Archaeologists uncover ancient Roman cult temple
Archaeologists excavating a site in central Rome have uncovered what may be the oldest known Roman temple . The finding was made at Sant’Omobono, one of the most remarkable and least understood archaeological sites in Rome.
An international team of researchers have been carrying out excavations at the Sant’Omobono site, which lies at the foot of Capitoline Hill, for a number of years. Previous work has uncovered multiple layers comprising Middle and Late Bronze Age materials dating back to the 7 th century BC, and substantial evidence of continuous cult activity beginning in the late seventh and early sixth centuries BC. According to the project website , the site offers “both an important glimpse at the earliest phases of occupation at Rome in the latter half of the second millennium and an unparalleled opportunity to study the development of a major cult area in relation to the processes of urbanization and state formation from the eighth to the sixth centuries”.
The Sant'Omobono excavation team dug a 15-foot reinforced hole below the water line to reach the ruins of the ancient temple. Within the ruins they found large numbers of votive offerings such as miniature versions of drinking vessels left by foreign traders.
Today, the Tiber River is about a hundred yards away. But when the city was being created, around the 7th century BC, it flowed close to where the Sant’Omobono church now stands, where a bend in the river provided a natural harbour for merchant ships.
The temple, which archaeologists believe was dedicated to the goddess Fortuna, would have been one of the first things that traders would have seen when they pulled into the harbour of Rome. According to Nic Terrenato, co-director of the Sant'Omobono excavation project, temples were positioned in this way in order to foster mutual trust between locals and traders. "It's like a free trade zone and the goddess is supposed to guarantee the fairness of the trade," said Terrenato.
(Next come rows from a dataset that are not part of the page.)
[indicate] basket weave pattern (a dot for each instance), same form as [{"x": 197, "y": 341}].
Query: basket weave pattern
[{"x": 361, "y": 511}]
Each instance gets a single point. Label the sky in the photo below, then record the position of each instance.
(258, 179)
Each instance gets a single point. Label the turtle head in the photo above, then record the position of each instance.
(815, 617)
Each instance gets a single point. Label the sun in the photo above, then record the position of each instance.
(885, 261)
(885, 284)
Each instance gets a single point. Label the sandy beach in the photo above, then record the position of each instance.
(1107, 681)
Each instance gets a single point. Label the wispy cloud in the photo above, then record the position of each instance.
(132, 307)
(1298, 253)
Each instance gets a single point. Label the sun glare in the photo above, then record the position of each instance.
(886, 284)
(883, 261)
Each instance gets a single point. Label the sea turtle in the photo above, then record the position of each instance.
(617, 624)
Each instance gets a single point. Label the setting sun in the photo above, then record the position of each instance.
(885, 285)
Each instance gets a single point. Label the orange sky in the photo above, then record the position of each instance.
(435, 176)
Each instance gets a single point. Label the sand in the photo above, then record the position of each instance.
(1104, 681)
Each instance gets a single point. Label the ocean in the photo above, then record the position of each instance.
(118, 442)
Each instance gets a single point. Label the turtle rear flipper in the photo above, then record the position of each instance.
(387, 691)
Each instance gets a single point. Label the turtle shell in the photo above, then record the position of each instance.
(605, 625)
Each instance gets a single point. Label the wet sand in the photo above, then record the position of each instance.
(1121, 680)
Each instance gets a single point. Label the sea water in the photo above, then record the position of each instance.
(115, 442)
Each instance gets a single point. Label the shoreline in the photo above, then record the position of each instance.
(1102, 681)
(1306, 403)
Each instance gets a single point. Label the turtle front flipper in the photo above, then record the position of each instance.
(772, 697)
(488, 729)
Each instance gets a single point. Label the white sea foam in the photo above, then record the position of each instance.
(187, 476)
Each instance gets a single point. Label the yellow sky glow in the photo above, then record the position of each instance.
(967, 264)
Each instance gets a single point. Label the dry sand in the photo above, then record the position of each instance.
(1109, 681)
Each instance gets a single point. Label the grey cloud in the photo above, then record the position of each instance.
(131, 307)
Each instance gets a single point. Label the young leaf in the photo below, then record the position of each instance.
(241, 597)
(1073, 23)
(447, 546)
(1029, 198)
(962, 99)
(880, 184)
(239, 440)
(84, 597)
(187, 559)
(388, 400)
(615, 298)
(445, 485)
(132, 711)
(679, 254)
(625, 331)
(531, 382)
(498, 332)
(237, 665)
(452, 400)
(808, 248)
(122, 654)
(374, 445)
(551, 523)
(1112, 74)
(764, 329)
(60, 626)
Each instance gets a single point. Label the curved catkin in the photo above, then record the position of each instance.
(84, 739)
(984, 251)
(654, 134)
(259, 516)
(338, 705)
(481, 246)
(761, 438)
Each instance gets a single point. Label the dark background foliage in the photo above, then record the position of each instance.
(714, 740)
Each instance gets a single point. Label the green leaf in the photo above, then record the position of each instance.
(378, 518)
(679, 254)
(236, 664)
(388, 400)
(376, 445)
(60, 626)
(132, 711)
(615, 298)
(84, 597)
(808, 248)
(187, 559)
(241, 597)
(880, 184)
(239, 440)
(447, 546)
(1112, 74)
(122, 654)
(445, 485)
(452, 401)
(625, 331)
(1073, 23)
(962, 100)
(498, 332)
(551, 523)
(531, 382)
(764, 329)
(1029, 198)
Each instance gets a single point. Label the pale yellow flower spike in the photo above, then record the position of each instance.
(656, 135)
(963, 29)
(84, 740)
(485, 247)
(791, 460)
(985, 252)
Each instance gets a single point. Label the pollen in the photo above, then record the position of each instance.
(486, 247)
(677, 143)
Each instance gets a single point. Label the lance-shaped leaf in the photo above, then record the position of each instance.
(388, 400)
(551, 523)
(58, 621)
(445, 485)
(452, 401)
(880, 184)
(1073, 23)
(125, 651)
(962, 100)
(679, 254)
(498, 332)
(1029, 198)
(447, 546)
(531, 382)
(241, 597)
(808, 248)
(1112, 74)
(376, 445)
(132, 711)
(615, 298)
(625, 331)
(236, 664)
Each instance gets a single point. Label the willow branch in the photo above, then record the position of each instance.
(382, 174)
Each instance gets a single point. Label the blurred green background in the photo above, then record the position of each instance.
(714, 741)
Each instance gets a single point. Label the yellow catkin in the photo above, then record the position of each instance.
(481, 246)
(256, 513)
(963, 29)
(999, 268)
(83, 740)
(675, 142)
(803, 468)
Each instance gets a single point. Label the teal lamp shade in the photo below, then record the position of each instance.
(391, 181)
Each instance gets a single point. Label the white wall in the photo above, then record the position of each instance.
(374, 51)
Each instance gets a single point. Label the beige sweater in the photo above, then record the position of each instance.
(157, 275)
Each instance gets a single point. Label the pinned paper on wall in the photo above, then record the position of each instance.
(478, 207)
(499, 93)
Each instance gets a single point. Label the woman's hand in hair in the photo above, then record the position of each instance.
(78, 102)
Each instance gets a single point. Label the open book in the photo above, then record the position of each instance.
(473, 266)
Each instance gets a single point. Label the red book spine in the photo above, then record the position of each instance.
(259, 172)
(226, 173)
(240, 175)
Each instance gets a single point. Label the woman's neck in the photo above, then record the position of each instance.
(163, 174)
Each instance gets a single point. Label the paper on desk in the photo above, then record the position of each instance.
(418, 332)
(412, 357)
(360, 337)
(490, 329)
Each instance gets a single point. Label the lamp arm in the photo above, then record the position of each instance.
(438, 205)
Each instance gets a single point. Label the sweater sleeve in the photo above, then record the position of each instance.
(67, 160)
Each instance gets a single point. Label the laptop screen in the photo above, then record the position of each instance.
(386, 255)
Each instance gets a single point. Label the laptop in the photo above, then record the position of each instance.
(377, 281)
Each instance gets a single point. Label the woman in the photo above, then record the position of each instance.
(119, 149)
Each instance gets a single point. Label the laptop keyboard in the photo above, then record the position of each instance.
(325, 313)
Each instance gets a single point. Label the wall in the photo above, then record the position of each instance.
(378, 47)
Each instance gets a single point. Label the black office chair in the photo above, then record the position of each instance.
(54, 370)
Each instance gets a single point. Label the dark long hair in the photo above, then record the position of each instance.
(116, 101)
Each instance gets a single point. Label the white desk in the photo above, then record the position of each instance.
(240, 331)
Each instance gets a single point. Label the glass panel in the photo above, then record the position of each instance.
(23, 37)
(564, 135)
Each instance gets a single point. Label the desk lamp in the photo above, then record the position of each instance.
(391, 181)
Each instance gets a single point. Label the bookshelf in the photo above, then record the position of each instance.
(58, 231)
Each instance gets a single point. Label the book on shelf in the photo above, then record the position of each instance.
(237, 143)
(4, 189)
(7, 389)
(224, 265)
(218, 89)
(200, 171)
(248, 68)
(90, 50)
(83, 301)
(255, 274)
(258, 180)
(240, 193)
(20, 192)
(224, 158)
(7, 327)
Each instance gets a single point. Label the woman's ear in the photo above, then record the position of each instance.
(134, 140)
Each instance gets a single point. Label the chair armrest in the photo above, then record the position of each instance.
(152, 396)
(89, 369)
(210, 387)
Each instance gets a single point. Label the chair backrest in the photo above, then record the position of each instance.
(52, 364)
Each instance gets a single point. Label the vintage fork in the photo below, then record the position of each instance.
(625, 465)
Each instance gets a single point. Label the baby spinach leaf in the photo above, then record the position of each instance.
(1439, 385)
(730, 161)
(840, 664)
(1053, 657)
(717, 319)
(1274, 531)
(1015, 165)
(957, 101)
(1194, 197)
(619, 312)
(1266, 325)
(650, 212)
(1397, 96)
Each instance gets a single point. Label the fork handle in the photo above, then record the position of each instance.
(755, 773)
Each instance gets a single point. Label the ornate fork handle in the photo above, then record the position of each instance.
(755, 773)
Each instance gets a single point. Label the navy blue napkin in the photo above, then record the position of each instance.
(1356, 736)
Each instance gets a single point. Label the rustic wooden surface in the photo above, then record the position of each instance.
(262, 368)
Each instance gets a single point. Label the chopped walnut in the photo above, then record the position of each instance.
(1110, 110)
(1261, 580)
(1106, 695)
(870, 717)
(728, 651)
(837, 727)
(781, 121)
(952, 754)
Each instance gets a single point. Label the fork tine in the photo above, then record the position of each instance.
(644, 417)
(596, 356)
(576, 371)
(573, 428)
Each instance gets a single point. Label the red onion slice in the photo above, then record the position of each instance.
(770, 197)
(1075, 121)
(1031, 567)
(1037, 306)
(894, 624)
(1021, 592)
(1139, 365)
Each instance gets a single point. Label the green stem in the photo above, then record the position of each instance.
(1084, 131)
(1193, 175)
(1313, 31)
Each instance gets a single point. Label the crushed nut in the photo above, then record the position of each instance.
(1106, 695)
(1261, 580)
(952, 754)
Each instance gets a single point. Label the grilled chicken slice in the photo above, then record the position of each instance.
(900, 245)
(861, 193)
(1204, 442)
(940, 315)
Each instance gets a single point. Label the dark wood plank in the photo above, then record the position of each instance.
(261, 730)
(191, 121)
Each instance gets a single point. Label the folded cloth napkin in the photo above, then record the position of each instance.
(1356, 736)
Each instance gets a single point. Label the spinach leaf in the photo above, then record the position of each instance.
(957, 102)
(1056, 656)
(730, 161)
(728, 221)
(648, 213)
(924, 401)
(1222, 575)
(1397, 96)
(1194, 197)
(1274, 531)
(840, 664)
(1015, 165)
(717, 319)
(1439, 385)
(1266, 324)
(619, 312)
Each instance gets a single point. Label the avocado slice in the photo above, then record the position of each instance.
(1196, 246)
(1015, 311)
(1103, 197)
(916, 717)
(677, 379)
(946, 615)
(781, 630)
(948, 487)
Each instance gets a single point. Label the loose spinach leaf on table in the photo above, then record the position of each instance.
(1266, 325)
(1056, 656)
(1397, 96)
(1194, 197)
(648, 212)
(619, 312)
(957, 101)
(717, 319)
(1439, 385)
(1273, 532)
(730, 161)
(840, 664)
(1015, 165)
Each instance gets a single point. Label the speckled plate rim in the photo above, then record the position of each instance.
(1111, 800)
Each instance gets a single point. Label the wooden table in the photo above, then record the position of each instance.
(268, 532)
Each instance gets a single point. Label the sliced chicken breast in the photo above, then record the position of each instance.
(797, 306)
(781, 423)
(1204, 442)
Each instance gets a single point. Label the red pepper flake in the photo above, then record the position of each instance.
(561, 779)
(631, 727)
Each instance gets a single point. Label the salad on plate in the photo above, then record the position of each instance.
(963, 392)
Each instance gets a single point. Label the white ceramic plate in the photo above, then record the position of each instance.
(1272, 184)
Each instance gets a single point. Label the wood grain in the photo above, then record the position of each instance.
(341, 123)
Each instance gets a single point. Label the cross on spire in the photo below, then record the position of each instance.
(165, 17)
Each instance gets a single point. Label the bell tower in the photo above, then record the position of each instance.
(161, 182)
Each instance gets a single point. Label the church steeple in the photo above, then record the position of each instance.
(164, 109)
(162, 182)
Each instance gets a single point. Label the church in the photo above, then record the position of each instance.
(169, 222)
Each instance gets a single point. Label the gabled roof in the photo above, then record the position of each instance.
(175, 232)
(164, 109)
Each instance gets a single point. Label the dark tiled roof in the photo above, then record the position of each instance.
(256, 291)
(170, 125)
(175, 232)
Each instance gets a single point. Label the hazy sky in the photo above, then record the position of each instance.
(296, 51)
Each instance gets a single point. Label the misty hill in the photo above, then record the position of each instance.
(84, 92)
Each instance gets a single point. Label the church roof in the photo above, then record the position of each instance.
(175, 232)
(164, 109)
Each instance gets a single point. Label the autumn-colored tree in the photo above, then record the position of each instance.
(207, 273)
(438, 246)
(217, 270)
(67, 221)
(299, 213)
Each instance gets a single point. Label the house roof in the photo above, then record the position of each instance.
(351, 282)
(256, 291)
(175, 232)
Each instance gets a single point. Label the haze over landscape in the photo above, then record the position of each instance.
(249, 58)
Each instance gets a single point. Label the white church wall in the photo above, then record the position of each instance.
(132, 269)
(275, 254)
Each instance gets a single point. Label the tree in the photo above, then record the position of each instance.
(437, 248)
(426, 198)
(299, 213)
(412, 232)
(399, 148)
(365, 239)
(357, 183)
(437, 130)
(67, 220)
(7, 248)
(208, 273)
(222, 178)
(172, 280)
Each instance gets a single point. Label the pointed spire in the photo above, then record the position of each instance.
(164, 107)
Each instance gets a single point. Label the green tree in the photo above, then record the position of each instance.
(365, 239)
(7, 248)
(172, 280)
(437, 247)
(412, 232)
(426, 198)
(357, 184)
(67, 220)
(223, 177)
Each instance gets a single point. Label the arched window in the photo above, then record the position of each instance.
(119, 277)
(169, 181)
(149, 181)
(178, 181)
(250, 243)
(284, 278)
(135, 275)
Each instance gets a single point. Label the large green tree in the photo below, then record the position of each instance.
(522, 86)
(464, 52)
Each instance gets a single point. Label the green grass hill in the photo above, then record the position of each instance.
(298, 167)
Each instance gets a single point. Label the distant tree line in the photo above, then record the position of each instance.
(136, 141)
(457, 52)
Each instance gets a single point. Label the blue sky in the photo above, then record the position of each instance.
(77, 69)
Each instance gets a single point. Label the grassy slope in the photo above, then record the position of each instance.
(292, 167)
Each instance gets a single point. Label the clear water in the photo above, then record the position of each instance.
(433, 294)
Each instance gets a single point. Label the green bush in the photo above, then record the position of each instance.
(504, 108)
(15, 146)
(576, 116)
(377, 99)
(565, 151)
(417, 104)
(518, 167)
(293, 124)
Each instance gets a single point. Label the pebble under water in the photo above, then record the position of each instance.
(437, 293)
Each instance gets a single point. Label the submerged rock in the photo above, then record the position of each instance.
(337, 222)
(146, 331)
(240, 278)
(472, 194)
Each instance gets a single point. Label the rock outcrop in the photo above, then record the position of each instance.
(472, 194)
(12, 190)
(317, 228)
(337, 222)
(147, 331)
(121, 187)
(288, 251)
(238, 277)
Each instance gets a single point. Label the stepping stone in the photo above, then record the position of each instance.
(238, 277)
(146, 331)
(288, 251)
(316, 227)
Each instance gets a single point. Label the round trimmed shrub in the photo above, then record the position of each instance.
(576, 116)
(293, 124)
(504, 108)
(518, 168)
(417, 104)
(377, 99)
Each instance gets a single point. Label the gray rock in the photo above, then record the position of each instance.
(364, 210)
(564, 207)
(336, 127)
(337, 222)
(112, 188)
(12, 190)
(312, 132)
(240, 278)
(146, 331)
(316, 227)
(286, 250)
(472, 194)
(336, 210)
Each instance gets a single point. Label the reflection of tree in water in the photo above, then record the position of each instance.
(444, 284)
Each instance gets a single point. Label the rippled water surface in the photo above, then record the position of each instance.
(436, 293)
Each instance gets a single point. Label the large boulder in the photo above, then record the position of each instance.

Fortuna is the Roman Goddess of luck, fate and fortune, as her name implies. She was a very popular Goddess, and was worshipped under many epithets depending on the type of luck one wished to invoke or the circumstances in play. She was honoured as a personal Goddess, overseeing the fate of the individual mother, young man, or soldier, to a Goddess of the State, ensuring the fortune of the populace, the luck of the Emperor, or the glorious fate of the entire Roman Empire.